Centralized Inference Endpoint

A production-ready FastAPI application that provides a unified, multi-provider LLM inference proxy with automatic API key fallback, rate limiting, structured logging, and health monitoring. Supports OpenAI and Anthropic APIs with seamless format conversion and cross-provider routing.

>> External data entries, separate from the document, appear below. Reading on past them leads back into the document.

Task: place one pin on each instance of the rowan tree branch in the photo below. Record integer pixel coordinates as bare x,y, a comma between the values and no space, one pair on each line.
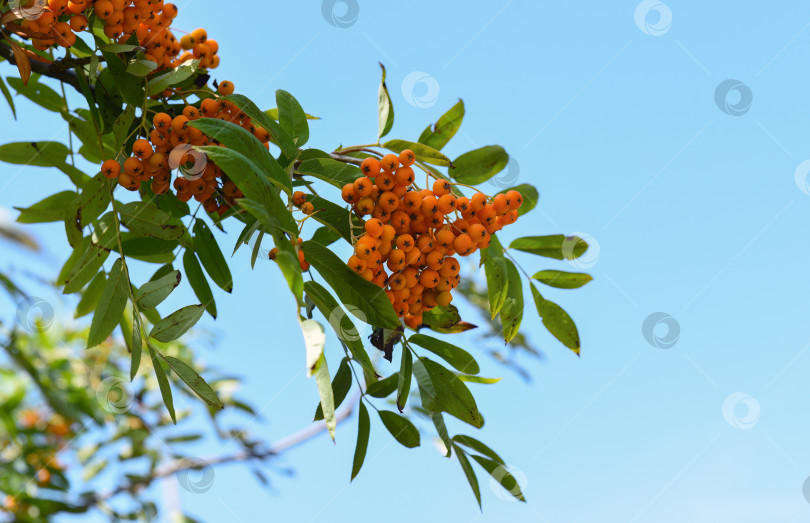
182,465
58,70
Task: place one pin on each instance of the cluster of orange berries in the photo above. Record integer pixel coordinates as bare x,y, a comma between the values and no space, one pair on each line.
415,233
169,146
58,21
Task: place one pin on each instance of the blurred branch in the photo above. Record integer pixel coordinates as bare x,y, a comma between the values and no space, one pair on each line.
181,465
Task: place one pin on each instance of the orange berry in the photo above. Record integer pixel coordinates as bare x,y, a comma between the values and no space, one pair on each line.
370,167
161,121
407,157
225,87
389,163
441,187
444,298
445,238
515,200
501,204
388,234
110,169
429,278
356,264
463,244
180,124
389,201
365,206
363,186
430,206
348,193
478,201
447,203
404,176
405,242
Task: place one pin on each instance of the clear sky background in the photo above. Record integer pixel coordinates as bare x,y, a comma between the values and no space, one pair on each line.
693,209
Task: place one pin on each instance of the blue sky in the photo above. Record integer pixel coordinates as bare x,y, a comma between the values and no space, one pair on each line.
696,212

Warning: This repo is functional but incomplete and may undergo further restructuring; model schemas, API handling, and execution may vary as devlopment progresses.

Features

Multi-Provider Support: Route requests to OpenAI or Anthropic based on model configuration
API Key Fallback: Automatic failover to backup API keys when rate limits or errors occur
Circuit Breaker Pattern: Failed keys enter cooldown period before retry
Format Conversion: Seamless conversion between OpenAI and Anthropic API formats (not perfect yet)
Streaming Support: Full Server-Sent Events (SSE) streaming for both providers
Structured Logging: Comprehensive request/response logging to SQLite database
Rate Limiting: Configurable per-client rate limits (requests and tokens per minute)
Health Checks: Basic and detailed health monitoring endpoints
CORS Support: Configurable Cross-Origin Resource Sharing
Error Handling: Provider-standardized error responses matching OpenAI/Anthropic formats

Installation

Clone the repository:

git clone https://github.com/BenItBuhner/model-proxy.git
cd centralized-inference-endpoint

Install dependencies:

# Install uv if you don't have it
pip install uv

# Install project dependencies
uv sync

Set up environment variables (see Configuration below)

Configuration

Environment Variables

Create a .env file or set the following environment variables:

Required

CLIENT_API_KEY: API key for client authentication (required for all requests)

Provider API Keys

OPENAI_API_KEY: Primary OpenAI API key (or OPENAI_API_KEY_1)
OPENAI_API_KEY_1, OPENAI_API_KEY_2, ...: Additional OpenAI API keys for fallback
ANTHROPIC_API_KEY: Primary Anthropic API key (or ANTHROPIC_API_KEY_1)
ANTHROPIC_API_KEY_1, ANTHROPIC_API_KEY_2, ...: Additional Anthropic API keys for fallback

Optional

KEY_COOLDOWN_SECONDS: Cooldown period for failed API keys (default: 300 seconds / 5 minutes)
REQUIRE_CLIENT_API_KEY: Set to "true" to fail startup if CLIENT_API_KEY is missing (default: "false")
FAIL_ON_STARTUP_VALIDATION: Set to "true" to fail startup on validation errors (default: "false")
CORS_ORIGINS: Comma-separated list of allowed CORS origins (default: "*")
RATE_LIMIT_REQUESTS_PER_MINUTE: Maximum requests per minute per client (default: 60)
RATE_LIMIT_TOKENS_PER_MINUTE: Maximum tokens per minute per client (default: 100000)

Provider Configuration

Provider settings are configured in JSON files under config/providers/:

config/providers/openai.json: OpenAI provider configuration
config/providers/anthropic.json: Anthropic provider configuration

Each provider config includes:

endpoints: Base URL and endpoint paths
authentication: Header format and authentication method
api_key_env_patterns: Environment variable patterns for API keys
request_config: Timeouts, retries, and default parameters
proxy_support: Optional proxy URL override for OpenAI-compatible endpoints

Model Configuration

To add a new model, create a JSON file in config/models/ named <logical_model>.json with the routing configuration. Models are defined as individual routing configuration files under config/models/. Each logical model has its own JSON file named <logical_model>.json that describes routing (primary provider, fallbacks, timeouts, and optional overrides for API keys or wire protocol).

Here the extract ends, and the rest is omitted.